The other stumbling block has always been that it was hard to see Rubio following up winning Florida by going home. That calculus may have changed after the shellacking Rubio took this past Tuesday and regardless of how badly his staff wants to keep drawing a paycheck Rubio to stay in the race, it seems that his donors are not that enthusiastic. Now Rubio might very well settle for suspending his campaign after Florida.

The first test of this will be next Tuesday.
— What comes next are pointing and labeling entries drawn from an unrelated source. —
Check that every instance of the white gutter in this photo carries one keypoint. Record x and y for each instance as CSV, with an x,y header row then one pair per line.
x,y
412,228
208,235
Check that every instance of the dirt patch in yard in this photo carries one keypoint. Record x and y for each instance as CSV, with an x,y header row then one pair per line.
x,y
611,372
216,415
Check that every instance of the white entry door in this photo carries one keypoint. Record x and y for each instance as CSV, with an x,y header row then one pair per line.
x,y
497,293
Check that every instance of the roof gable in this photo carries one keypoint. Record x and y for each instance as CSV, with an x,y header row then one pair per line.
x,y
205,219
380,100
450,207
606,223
It seems like the Cruz super PAC community, if not the campaign itself, is taking the chance that assisting Rubio in winning Florida will not result in Rubio staying in the race, or that if he does stay in the will be fairly weak and not much of a threat in future primaries:

Super PACs backing Ted Cruz are scrapping a major media buy they once eyed in Florida because Marco Rubio is likely to lose there “all by himself,” the group’s leader says.

Keep the Promise, the main cluster of independent groups backing Cruz, is preparing to spend millions of dollars in a quartet of states that vote on March 15: Missouri, Illinois, Ohio and North Carolina. It is passing entirely on Florida, Rubio’s home state, where he badly trails national front-runner Donald Trump in polls.
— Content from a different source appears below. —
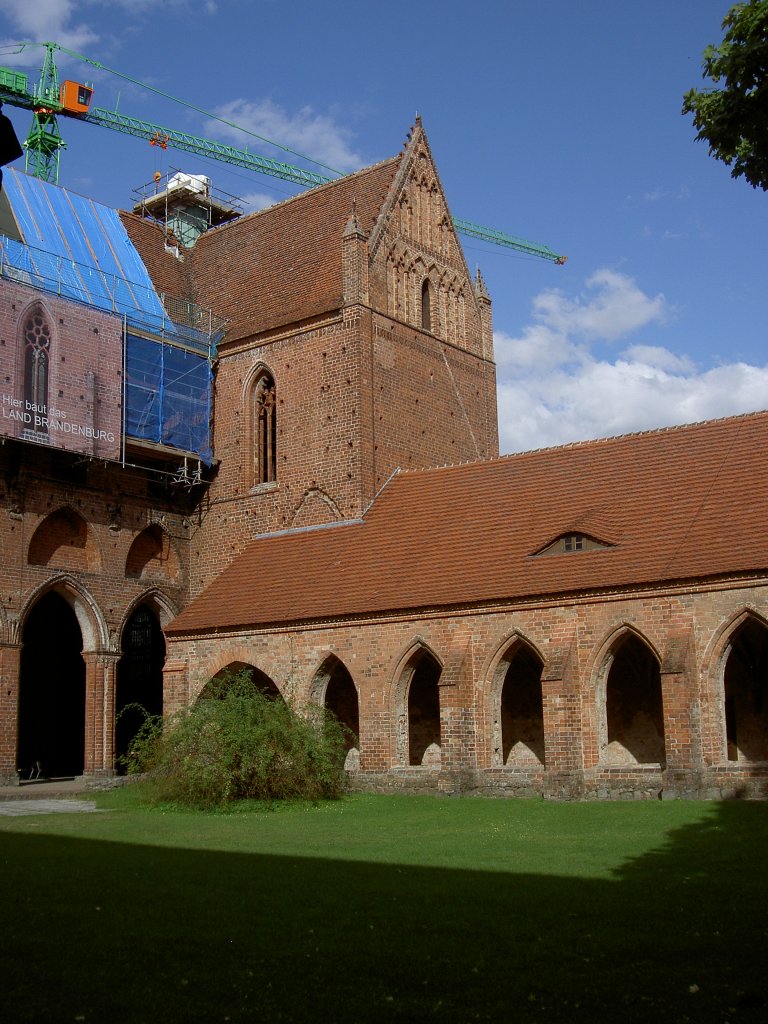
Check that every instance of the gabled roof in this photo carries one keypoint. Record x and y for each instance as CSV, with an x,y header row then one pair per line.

“We’re no longer doing anti-Rubio ads in Florida, because it appears he can lose Florida all by himself,” said Kellyanne Conway, the group’s president. “He doesn’t need our help.”
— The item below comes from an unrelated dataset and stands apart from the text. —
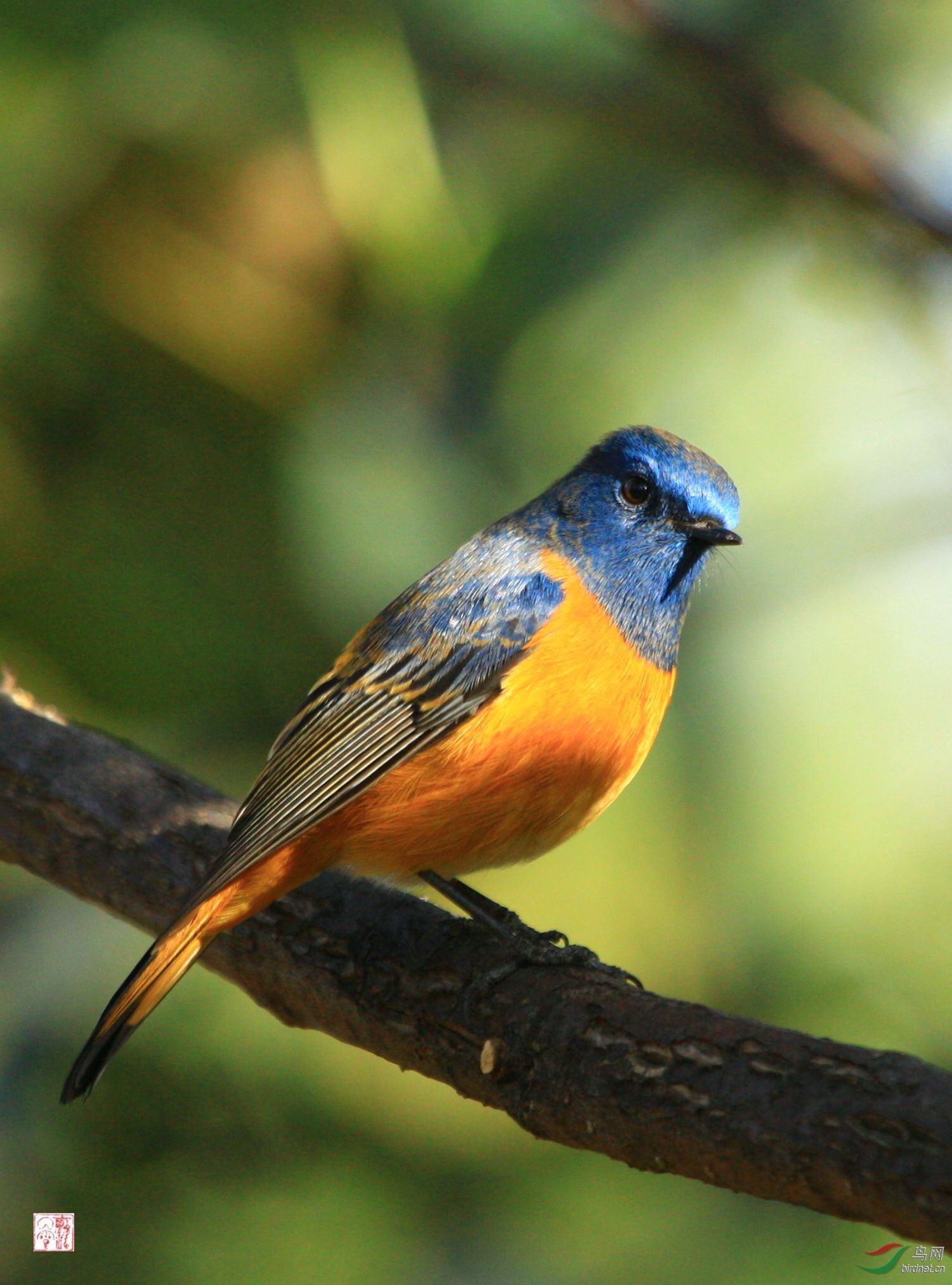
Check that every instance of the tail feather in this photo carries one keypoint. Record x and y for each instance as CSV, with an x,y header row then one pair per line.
x,y
151,981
Only about $1 million has been bought so far. But the groups are planning to buy up to $3 million more of television in North Carolina, Missouri and Illinois, to add to the more than $535,000 on digital advertising spent in those states as well as Washington, D.C. and Ohio, and the $435,000 on radio in North Carolina, Missouri, Illinois and Ohio. Republicans in D.C. vote on March 12.

Erick Erickson has more at The Resurgent:

Cruz’s campaign, after a lot of bluster about going all in in Florida admits it was all a head fake. They had one event scheduled for today with Sean Hannity in Orlando that was previously scheduled and will be nationally focused, not Florida focused. Then Cruz is bailing on Florida. For the Rubio folks complaining, I’m told the campaign did try to make adjustments, but couldn’t for reasons not in the campaign’s control.

Cruz’s campaign takes down its Florida ads. The Cruz Super PACs follow suit.

Given the horrible accuracy of polls this cycle we don’t really know what this means. We can guess that Trump is at least five points weaker than the polling indicates, unfortunately, Rubio also has a history of underperforming at the ballot box.

The strategy seems to be one of “sink or swim.” If Rubio wins Florida it cripples Trump and Rubio is either out of the race on Wednesday or he is no longer a top tier candidate. If Trump wins, no one can blame the Cruz campaign for torpedoing him and the pressure on him to get out of the race becomes irresistible.